First UK Opinion Poll
The 14th of January 1937 AD
The first British Opinion Poll came about in an era when communication and communications technology were changing: the preceding November had witnessed the first BBC television broadcast ; a year before that Penguin Books had been launched; and a few months afterwards the first 999 call was made. Likewise it was a time when politics were about to change enormously as Hitler prepared for war .
Dr Henry Durant set up the UK arm of the Gallup polling organisation in London as The British Institute of Public Opinion, said by some to have been rather more honed than what George Gallup had established in the USA. The B.I.P.O. worked closely with the News Chronicle from its outset to the death of that paper in the 1960s, at first with no formal rivals in its field, though Mass Observation had some parallels. In spite of their proven expertise, few believed in his team’s conclusion before the 1945 General Election that Churchill would lose out to Attlee , yet he did, and their prowess rose accordingly.

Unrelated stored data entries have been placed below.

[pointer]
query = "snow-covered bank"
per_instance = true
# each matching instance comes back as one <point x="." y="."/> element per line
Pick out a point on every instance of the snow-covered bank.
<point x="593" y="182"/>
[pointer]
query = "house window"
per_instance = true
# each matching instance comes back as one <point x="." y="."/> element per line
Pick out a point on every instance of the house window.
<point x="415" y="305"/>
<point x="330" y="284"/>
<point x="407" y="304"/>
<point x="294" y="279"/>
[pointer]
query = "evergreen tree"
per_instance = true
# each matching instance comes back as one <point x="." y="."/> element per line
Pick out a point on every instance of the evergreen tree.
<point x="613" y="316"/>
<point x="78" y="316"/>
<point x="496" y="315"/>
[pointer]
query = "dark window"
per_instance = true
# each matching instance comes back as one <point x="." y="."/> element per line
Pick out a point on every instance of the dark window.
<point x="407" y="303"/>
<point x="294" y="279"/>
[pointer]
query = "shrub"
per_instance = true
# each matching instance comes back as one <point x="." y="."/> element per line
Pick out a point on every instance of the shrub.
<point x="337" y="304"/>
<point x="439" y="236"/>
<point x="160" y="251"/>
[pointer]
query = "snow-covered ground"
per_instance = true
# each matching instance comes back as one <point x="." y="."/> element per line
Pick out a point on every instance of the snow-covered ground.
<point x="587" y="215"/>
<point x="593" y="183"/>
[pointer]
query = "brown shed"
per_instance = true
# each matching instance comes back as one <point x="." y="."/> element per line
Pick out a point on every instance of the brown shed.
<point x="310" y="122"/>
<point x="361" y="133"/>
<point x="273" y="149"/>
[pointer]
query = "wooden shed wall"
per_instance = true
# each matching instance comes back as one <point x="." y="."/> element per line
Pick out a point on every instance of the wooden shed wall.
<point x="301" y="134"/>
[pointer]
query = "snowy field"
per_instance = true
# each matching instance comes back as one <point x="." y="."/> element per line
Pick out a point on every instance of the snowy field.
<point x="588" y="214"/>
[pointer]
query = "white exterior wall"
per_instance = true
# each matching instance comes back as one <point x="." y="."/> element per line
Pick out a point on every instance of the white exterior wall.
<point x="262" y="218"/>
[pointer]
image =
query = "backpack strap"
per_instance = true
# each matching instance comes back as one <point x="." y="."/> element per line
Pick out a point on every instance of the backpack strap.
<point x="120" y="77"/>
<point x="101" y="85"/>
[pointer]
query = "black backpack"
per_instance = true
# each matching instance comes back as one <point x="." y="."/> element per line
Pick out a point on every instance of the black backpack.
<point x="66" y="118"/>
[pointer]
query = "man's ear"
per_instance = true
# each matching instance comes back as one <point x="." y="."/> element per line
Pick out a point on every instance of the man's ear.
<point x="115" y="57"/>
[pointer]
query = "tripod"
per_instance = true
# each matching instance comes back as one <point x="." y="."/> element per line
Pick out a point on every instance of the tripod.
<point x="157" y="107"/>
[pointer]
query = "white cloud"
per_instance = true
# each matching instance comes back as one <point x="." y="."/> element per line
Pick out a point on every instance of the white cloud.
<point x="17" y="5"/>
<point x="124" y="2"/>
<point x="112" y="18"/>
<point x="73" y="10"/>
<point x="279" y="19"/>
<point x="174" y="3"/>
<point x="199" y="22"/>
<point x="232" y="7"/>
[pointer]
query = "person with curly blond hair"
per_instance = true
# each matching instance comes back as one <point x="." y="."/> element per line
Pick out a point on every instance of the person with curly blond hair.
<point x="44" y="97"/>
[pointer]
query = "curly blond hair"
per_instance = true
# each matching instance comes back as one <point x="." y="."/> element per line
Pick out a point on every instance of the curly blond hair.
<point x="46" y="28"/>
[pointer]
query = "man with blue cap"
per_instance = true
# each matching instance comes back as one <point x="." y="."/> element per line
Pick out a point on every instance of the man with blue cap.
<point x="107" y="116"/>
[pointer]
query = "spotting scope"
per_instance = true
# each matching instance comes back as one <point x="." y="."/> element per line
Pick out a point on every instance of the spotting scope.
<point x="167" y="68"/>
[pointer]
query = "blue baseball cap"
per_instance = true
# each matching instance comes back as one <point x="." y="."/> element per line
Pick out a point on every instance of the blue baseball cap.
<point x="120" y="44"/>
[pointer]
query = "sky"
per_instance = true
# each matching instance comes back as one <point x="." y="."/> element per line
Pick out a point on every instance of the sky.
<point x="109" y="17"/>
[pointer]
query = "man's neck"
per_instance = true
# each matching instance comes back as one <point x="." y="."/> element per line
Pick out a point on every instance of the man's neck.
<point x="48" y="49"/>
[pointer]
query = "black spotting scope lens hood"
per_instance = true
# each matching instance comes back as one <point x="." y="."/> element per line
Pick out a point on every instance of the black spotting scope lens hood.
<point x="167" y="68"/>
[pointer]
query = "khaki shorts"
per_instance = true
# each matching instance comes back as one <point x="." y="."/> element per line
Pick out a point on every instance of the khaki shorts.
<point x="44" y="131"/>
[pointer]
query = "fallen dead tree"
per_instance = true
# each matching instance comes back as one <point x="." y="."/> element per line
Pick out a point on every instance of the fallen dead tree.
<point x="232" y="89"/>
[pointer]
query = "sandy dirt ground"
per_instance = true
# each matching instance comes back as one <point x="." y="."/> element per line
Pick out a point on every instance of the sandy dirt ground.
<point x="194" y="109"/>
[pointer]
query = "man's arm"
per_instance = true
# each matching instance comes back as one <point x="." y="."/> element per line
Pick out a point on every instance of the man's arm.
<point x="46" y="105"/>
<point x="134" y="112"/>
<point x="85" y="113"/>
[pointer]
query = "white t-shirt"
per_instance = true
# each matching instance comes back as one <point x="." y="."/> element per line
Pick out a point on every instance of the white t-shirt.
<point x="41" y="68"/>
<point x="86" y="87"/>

Today of course we are seldom more than hours away from the next poll, and though they still make the occasional error these are rarer than a few decades ago – in the 1970s pollsters got both the 1970 and 1974 elections wrong, failing to predict that Edward Heath would win the former, Harold Wilson the latter. Is it the polls or the polled who are gaining most in sophistication? Many believe that the size of Tony Blair’s 1997 victory was in part down to voters switching their votes tactically to remove the Tories, using local polls as their guide as to which anti-Conservative candidate to back.